Pegida, Hooligans & Co randalieren in Köln

Demonstrationen Am Samstag greifen 1.700 überwiegend Rechtsextreme in der Domstadt Polizisten und Journalisten an

KÖLN taz | Dominik Roeseler ist Ratsherr der rechtsextremen Vereinigung „Pro NRW“ in Mönchengladbach. Mit „Pro NRW“ hat er nicht viele Erfolge. Zu Demonstrationen oder Kundgebungen der selbst ernannten Bürgerbewegung kommen an guten Tagen 100 Menschen, an schlechten Tagen ist man zu viert.

Seit dem Herbst 2014 hat Roe­seler aber ein neues Betätigungsfeld: die „Hooligans gegen Salafisten“ (Hogesa). Bei seiner ersten Hogesa-Demonstration in Köln hatten über 4.000 Männer 50 Polizeibeamte verletzt und erheblichen Sachschaden angerichtet. Für Roeseler eine Sternstunde, immer wieder schwärmt er von den Ausschreitungen. Am Samstag nun bekam Roeseler sein „Köln 2.0“.

Dass Nazigegner und Pegida zeitgleich auf dem Breslauer Platz demonstrieren sollten, wirkte zwar gewagt, aber die Polizei schien gut vorbereitet zu sein. Zu ernsthaften Konfrontationen zwischen beiden Gruppen sollte es im Lauf des Tages nicht kommen. Polizisten kontrollierten die Teilnehmer der Pegida-Demonstration am Ausgang des Bahnhofs stichprobenartig, Glasflaschen mussten in bereitstehende Müllcontainer entsorgt werden.

Auf ihrem Kundgebungsplatz war von diesen Kontrollen allerdings weniger zu spüren: Rechtsextreme gingen Fotografen und Kamerateams an: „Wenn ein Bild von mir irgendwo auftaucht, mache ich dich platt!“, hieß es. Auch das Glasflaschen- und Alkoholverbot wurde nicht mehr so konsequent durchgesetzt.

Redner der Kundgebung verglichen die Kölner Ereignisse in der Silvesternacht mit den Novemberpogromen von 1938 und stellten die Frage, ob für Bundeskanzlerin Angela Merkel „die Vergewaltigung deutscher Frauen“ zur „Willkommenskultur“ gehöre.

So aufgepeitscht zogen die 1.700 Demonstranten gegen 15 Uhr los. Den vorderen Block des Aufmarsches bildeten zum Teil vermummte Hooligans und Neonazis, die schon nach wenigen Metern den ersten Böller in Richtung der Polizeikräfte vor der Demonstration warfen. Sehr langsam gelangte der Zug etwa 500 Meter bis auf die Turiner Straße, bis genau zu jener Stelle, an der im Herbst 2014 auch schon die Hogesa-Demonstration eskaliert war.

„Warum macht ihr das?“

Hier reichte es der Polizei. Sie stellte einen Wasserwerfer vor die Demonstranten und erklärte die Veranstaltung für aufgelöst. Daraufhin griffen Hooligans und Nazis die Polizei an. Um die Menge zum Bahnhof zurückzutreiben, setzten Polizisten Wasserwerfer, Pfefferspray und Schlagstöcke ein.

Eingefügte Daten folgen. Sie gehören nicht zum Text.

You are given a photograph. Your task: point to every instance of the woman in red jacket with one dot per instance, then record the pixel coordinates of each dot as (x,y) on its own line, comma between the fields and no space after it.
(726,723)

Ein Bürger, der sich Pegida wegen seiner Wut über die Ereignisse von Köln angeschlossen hatte, stand schockiert mit einer Deutschlandfahne in der Hand am Rand. „Warum macht ihr das?“, schrie er den Rechtsextremen entgegen. Er wurde ignoriert. Einer der Demo-Organisatoren, der die Menge am Hauptbahnhof beruhigen wollte, wurde vom Mikrofon weggeschubst, und ein Rechtsextremer brüllte „Der Staatist unser Feind!“ in das Mikrofon.

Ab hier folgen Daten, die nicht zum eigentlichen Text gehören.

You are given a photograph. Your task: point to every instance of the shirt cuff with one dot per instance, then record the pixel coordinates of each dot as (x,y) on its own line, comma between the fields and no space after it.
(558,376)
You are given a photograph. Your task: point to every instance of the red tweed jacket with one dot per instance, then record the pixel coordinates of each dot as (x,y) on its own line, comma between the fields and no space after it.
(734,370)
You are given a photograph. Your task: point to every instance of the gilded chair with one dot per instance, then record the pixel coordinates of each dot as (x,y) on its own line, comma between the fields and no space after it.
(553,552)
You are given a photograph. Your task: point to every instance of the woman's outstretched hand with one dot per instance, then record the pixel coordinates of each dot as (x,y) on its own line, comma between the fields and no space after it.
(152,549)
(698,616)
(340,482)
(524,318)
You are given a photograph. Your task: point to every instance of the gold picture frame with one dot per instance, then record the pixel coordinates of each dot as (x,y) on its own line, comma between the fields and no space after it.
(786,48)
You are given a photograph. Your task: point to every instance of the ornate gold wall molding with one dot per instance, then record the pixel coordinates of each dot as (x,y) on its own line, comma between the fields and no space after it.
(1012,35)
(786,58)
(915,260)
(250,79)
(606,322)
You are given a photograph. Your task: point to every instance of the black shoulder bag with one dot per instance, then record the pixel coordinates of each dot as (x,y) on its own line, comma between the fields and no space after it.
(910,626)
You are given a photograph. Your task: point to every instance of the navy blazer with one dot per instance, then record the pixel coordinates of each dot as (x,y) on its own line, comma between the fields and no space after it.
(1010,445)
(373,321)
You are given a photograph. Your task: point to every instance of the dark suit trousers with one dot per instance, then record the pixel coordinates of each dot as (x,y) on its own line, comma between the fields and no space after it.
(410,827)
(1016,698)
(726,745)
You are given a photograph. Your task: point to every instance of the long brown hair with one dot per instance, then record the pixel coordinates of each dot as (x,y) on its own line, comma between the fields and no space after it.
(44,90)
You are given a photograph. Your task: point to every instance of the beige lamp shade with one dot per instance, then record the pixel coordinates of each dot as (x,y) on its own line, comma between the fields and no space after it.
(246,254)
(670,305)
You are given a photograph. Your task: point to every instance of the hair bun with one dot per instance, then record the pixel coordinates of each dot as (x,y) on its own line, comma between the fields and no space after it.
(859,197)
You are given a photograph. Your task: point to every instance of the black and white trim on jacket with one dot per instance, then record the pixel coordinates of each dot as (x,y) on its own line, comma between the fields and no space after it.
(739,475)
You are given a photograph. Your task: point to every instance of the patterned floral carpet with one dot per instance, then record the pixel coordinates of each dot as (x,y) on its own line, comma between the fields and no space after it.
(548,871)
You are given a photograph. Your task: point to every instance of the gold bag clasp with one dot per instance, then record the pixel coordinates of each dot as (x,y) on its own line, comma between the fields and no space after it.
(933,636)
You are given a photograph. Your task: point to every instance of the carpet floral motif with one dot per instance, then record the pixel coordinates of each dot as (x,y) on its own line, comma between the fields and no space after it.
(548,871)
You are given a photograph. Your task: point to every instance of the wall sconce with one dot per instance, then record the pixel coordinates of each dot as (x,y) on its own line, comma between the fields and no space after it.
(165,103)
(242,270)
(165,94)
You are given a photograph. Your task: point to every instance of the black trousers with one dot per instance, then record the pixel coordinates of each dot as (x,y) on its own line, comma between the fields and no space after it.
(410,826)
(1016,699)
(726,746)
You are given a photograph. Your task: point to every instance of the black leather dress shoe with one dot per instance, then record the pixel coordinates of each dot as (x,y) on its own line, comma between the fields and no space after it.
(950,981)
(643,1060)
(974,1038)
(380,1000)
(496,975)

Und Dominik Roeseler, Anmelder des ganzen Schauspiels? Der gab breit grinsend Interviews in bereitstehende Kameras und sprach davon, dass die Demonstranten von der Polizei angegriffen worden seien.

Auf der anderen Seite hatten sich schon ab 12 Uhr etwa 1.000 Menschen – mehrheitlich Frauen – zu einer Kundgebung auf der Domtreppe versammelt: Sie protestierten gegen die sexuelle Gewalt in der Silvesternacht.

Viele der Frauen wollten auch ein Zeichen gegen rechts setzen: Sie zogen anschließend durch den Hauptbahnhof, um sich der Kundgebung des Bündnisses „Köln gegen Rechts“ anzuschließen. Hier protestierten etwa 1.300 Menschen gegen „Rassismus und Sexismus“.